The collection was divided into four parts. Each featured a group of models following a pattern around the gymnasium before they all disappeared, making way for the next draw. It all unfolded to the sounds of 1980s holiday hits, including “Once in a Lifetime” by Talking Heads.

Molly Goddard (Ben Broomfield @photobenphoto)

Molly Goddard (Ben Broomfield @photobenphoto)

The first part of the collection consisted of a palette of creams and blues, with structured strapless, full-skirted dresses worn over printed jeans and cowboy boots, while high-waisted sculptural skirts were paired with strapless cotton tops. A tangerine blouse came by way of a stripped blouse, which was offset by tailored black trousers. There was tailoring elsewhere too, with a dark pink single-breasted suit making its way down the runway on one of the male models.

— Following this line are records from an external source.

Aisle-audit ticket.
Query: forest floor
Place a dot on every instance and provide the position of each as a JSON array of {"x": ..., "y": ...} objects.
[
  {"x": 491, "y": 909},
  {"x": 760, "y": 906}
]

Then came Polkadots: navy blue tulle tops with tutu-like tufted collars and jackets. Variations were designed in peach and red, while this section also featured heavier printed fabrics on skirts and sleeveless dresses. By chapter three, we were seeing things through Goddard’s familiar kaleidoscopic lens. Cotton dresses with endless ruffles at the hem came in lilac and ochre. Cable knit cardigans were pale pink and deep sea blue. And then there were the handbags: rectangular designs with red and blue lightning bolts.

Molly Goddard (Ben Broomfield @photobenphoto)

Molly Goddard (Ben Broomfield @photobenphoto)

But it was the fourth section that really felt more in line with Goddard’s signature aesthetic. A full-length purple tulle dress was worn beneath a neon green button-up blouse—we saw the same look reimagined in burnt orange and accent pink—and sheer dresses draped over striped cords featured in green, yellow and, of course. pink.

The star of the show, however, was the final look: a giant – and utterly pointless – white gown with more layers of tulle than one could count. Imagine the size of Carrie Bradshaw’s famous mille-feuille dress. Now triple that.

“I wanted the staging of the play to feel like a break from the relentless movement,” Goddard says in the show’s notes. “The in-person viewing experience is different from online viewing—slower, messier, wider.”

It was this spirit of joy, optimism and hustle that we all needed.